Tuesday, March 25, 2014

KARACHI HINDUS URGE AUTHORITIES TO SAVE TEMPLE

http://newsweekpakistan.com/
COMMUNITY LEADERS HAVE CLAIMED EXCAVATION WORK FOR AN UNDERPASS NEAR CLIFTON IS DAMAGING THE 150-YEAR-OLD RATNESHWAR MAHADEV TEMPLE. Hindus in Karachi on Monday urged authorities to halt construction work on an underpass, which they say endangers a 150-year-old temple.
The minority community said vibrations from excavation work on a road being built just meters away from the Ratneshwar Mahadev Temple could cause irreparable damage to the building’s structure. In response, Chief Justice Tassaduq Hussain Jillani on Monday ordered local authorities to provide an impact report within two weeks, but a Hindu community leader said that might be too late to save the temple.
“Heavy machinery is at work right now and it is our request that the court issue a stay order,” said Ramesh Kumar Vankwani, the patron of the Pakistan Hindu Council. The temple has long been a fixture on the city’s Clifton Beach, a popular recreation spot adjacent to Karachi’s most upmarket neighborhood. According to the Pakistan Hindu Council, the temple holds a Grand Mela every year, attracting some 25,000 pilgrims.

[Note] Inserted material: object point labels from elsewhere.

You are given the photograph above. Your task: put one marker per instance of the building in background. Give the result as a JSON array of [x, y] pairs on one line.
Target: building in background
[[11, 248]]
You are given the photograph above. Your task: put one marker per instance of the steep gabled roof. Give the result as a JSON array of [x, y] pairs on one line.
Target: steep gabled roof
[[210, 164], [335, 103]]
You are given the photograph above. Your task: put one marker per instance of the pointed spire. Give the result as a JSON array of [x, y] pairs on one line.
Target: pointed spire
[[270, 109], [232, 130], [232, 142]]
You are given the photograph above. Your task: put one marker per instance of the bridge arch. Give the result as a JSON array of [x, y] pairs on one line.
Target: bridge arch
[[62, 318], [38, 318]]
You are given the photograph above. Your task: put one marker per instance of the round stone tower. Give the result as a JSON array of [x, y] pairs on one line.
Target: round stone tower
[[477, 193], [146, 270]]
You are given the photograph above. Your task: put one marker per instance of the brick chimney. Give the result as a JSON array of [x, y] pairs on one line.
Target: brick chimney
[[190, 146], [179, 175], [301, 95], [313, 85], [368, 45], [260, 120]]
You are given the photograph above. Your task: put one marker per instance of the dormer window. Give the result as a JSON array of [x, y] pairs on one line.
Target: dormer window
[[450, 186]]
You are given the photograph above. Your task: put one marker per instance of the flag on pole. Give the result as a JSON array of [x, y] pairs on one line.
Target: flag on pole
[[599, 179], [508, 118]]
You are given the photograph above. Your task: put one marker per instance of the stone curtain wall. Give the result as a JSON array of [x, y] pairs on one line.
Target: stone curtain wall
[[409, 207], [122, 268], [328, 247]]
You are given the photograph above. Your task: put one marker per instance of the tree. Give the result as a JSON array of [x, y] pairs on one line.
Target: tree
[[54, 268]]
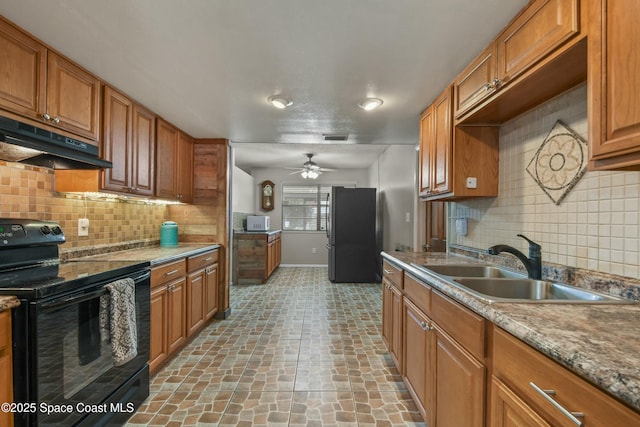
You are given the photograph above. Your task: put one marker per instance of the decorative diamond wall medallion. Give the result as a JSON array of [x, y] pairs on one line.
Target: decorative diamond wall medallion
[[560, 162]]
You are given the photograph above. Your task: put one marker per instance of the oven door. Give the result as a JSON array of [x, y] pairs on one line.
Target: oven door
[[73, 370]]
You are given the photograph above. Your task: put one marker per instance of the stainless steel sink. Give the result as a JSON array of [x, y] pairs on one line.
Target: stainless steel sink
[[529, 290], [466, 270]]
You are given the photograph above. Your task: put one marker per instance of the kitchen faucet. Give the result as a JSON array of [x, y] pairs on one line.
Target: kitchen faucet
[[533, 263]]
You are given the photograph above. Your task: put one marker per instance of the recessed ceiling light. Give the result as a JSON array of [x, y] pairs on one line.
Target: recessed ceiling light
[[279, 101], [369, 104]]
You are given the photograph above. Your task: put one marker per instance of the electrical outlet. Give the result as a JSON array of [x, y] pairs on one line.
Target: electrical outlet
[[83, 227]]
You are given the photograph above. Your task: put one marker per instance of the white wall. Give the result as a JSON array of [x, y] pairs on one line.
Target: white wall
[[596, 227], [243, 192], [394, 176], [298, 246]]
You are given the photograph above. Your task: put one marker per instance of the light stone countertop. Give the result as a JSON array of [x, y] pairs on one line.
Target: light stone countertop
[[598, 342], [156, 255]]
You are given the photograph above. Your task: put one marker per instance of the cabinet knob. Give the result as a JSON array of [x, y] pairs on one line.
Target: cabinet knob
[[573, 416]]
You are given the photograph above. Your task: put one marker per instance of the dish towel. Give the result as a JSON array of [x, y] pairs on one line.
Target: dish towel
[[118, 320]]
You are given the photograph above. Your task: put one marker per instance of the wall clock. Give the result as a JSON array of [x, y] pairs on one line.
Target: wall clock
[[267, 195]]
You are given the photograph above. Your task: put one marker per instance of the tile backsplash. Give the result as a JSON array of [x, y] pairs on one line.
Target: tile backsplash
[[28, 192], [597, 225]]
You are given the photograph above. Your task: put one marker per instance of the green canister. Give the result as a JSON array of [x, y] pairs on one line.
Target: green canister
[[169, 234]]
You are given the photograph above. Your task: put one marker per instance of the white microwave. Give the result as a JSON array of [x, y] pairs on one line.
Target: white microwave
[[258, 223]]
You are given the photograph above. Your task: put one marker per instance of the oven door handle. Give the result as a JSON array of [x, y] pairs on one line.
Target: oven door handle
[[52, 305], [77, 298]]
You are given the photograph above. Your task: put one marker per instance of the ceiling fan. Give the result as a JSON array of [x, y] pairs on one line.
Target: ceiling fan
[[310, 169]]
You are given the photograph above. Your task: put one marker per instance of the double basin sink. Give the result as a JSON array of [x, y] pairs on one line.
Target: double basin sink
[[494, 284]]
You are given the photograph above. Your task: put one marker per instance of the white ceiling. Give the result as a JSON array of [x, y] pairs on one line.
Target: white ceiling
[[208, 66]]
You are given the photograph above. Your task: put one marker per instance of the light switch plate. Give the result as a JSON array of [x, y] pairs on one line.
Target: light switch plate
[[83, 227]]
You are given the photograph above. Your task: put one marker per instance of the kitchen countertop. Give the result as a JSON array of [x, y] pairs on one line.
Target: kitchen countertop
[[156, 255], [267, 232], [8, 302], [598, 342]]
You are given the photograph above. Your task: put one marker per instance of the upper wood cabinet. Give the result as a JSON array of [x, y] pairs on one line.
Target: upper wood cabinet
[[73, 98], [43, 86], [614, 84], [456, 162], [540, 54], [539, 29], [476, 82], [23, 67], [129, 143], [174, 163]]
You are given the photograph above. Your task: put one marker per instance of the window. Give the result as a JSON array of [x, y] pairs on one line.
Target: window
[[304, 207]]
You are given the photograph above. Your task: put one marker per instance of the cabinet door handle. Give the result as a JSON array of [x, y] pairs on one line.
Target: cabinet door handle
[[573, 416]]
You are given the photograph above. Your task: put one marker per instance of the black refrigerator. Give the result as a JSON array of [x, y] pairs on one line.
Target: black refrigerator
[[351, 229]]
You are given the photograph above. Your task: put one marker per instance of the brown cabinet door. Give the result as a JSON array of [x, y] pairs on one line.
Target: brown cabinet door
[[195, 301], [396, 326], [614, 84], [158, 347], [387, 313], [426, 135], [508, 410], [211, 291], [185, 168], [176, 324], [116, 141], [73, 97], [542, 27], [458, 384], [23, 66], [442, 144], [144, 151], [166, 160], [476, 82], [416, 356]]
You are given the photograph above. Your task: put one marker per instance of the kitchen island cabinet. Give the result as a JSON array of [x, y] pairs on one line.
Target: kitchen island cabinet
[[491, 353], [257, 254]]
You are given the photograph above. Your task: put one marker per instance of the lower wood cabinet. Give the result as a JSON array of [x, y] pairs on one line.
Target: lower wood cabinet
[[256, 256], [531, 386], [202, 290], [184, 297], [462, 370], [6, 370], [168, 308]]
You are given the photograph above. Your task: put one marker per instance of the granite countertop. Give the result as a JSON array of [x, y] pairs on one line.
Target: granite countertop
[[156, 254], [8, 302], [267, 232], [598, 342]]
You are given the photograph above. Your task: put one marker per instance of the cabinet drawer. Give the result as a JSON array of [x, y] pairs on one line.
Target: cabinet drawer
[[200, 261], [523, 368], [167, 272], [462, 324], [418, 292], [392, 273], [5, 330]]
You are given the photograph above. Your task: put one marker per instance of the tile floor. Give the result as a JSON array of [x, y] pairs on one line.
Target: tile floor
[[296, 351]]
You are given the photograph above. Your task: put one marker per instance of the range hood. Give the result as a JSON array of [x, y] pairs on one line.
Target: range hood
[[24, 143]]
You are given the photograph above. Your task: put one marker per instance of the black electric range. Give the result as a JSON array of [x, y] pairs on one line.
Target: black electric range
[[64, 358]]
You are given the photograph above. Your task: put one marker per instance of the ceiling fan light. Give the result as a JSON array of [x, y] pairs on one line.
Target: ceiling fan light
[[279, 101], [369, 104]]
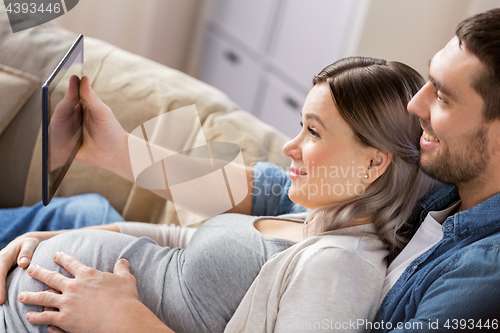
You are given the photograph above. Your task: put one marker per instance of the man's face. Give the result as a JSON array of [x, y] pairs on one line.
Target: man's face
[[455, 146]]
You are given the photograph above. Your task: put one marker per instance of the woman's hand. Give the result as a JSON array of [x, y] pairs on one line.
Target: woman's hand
[[20, 252], [92, 301], [105, 142]]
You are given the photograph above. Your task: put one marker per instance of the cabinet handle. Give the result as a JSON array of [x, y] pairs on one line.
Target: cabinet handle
[[232, 57], [291, 102]]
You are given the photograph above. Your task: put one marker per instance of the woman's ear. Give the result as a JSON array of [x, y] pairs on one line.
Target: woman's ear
[[377, 165]]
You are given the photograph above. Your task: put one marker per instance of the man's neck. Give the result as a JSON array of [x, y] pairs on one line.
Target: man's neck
[[473, 193]]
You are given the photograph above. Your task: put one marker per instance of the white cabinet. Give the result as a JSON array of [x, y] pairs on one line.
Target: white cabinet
[[281, 106], [247, 20], [231, 70], [265, 53], [312, 35]]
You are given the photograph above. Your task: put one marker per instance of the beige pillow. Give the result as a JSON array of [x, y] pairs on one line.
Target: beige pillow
[[16, 87]]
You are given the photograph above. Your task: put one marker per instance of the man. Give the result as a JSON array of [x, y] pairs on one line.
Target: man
[[449, 273]]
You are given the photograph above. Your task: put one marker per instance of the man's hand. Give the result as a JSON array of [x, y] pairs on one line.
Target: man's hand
[[19, 252], [92, 301]]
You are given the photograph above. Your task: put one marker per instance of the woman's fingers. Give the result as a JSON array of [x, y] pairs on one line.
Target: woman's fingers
[[71, 264], [53, 329], [27, 249], [52, 279], [91, 101], [7, 260], [44, 298], [44, 318]]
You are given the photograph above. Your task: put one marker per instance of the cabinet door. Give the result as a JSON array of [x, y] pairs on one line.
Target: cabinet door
[[281, 107], [312, 34], [227, 68], [247, 20]]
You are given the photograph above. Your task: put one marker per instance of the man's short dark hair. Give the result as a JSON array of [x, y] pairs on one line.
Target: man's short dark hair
[[481, 35]]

Construction of the underpass is being financed by developer Bahria Town, which wants a road to link up to a skyscraper it is building some hundreds of meters away from the temple. But Vankwani said even the skyscraper was built on “evacuee property”—land abandoned by Hindus at the time of Partition. Under the law, such property is meant to be protected by the government.
Zohra Yusuf, chairwoman of the independent Human Rights Commission of Pakistan said construction work “would vandalize the very face of a historical part of the city.”
Officials at Bahria Town could not be reached for comment immediately.